Man kann Energie nicht nur mit 'seltenen Erden' speichern... aber da dies so gut die Angst schürt, ist das natürlich ein gefundener Aufhänger für die 'Unlösbarkeit des Problems'.

'Probleme' sind für mich 'noch nicht gefundene Lösungen'. Du gehst da offenbar anders heran und meinst nun, ich solle gefälligst auf mMn. sinnlose, Deiner Meinung nach "(viel wichtigeren)" Einwürfe antworten?

Warum wohl mache ich das nicht?
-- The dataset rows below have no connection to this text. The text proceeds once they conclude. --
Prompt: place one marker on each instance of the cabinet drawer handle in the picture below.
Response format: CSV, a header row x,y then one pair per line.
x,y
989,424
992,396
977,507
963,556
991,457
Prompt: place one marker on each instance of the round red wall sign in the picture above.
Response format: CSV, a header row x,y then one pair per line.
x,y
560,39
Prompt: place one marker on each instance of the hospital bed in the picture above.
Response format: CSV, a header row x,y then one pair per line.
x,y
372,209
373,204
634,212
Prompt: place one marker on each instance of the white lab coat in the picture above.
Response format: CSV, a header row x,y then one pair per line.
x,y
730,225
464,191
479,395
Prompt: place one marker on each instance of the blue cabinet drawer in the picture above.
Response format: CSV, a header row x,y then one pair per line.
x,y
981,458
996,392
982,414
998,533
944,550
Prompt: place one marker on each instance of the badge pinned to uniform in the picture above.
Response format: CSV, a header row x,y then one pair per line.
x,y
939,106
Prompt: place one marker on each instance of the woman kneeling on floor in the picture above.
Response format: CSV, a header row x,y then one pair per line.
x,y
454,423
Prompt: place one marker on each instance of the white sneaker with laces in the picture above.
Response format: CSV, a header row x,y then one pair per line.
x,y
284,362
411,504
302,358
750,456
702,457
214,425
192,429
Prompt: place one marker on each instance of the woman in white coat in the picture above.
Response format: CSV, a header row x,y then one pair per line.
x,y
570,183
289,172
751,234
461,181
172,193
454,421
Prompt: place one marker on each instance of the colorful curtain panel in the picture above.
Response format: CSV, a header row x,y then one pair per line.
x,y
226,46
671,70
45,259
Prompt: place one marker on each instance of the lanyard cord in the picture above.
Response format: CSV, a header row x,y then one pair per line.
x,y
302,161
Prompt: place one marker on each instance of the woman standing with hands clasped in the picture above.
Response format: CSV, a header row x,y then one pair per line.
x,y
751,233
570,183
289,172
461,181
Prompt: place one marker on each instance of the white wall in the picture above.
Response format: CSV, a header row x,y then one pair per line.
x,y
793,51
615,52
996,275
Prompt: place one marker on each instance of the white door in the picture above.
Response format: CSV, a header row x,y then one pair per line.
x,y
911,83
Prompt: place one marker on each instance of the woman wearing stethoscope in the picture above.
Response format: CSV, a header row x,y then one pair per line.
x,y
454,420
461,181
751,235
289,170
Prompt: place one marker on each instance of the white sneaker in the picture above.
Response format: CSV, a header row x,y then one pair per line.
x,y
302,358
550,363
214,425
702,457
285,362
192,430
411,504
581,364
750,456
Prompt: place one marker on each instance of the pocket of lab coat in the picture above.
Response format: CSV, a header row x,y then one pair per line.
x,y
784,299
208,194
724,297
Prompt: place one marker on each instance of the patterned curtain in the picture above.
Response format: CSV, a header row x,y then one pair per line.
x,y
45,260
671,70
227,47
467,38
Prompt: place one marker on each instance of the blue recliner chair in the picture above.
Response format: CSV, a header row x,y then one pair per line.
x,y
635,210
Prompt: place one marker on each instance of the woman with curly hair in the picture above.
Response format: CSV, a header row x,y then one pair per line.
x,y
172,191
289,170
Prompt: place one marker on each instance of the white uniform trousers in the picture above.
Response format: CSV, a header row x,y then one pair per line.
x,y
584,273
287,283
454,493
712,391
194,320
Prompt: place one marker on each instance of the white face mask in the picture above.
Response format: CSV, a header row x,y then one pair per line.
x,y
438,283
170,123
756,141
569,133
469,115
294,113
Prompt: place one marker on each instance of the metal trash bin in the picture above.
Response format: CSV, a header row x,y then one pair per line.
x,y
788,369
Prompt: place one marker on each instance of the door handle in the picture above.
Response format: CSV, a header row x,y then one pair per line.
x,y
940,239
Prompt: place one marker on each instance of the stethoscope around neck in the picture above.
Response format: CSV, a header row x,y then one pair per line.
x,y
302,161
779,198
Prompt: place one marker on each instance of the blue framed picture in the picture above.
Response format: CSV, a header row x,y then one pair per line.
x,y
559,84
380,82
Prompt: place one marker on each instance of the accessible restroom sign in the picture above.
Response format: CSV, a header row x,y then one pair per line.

Weil ich keine Lust habe, Derailing zu unterstützen.

01.08.2018 12:56 Eulenspiegel 29

Hallo Ekkehard Kohfeld 23
Also ich frage mich: Was soll der Blödsinn den sie schreiben?
Wie wäre das wenn sie erst ein mal ihre Fachwissenschaftlicher benennen könnten die angeblich beweisen können das der Klimawandel nicht vom Menschen verursacht ist.
Zur Sache:
1. Spielt in meinem Denkmodell das E-Auto nur eine untergeordnete Rolle.
2. Kann man diese seltenen Erden durchaus wiederverwenden.
3. Sind Neuendwicklungen bei Batterien durchaus möglich.

01.08.2018 11:23 Wo geht es hin? 28

@Krause: Den technischen Ablauf des Batteriewechsels haben Sie gut versucht zu erklären- ob der dann in der Praxis wirklich so "einfach" abläuft, sei mal dahingestellt. Ich kenne auch andere Aussagen dazu, die ich aber leider nicht überprüfen kann. Substantielles dazu ist nicht mal beim bisherigen Vorreiter Tesla zu finden. Nun sind die pleite. Auf die vorangestellten (viel wichtigeren) Fragen von mir gehen Sie wohlweislich mit keiner Silbe ein. Warum wohl? Oder kommt da noch was?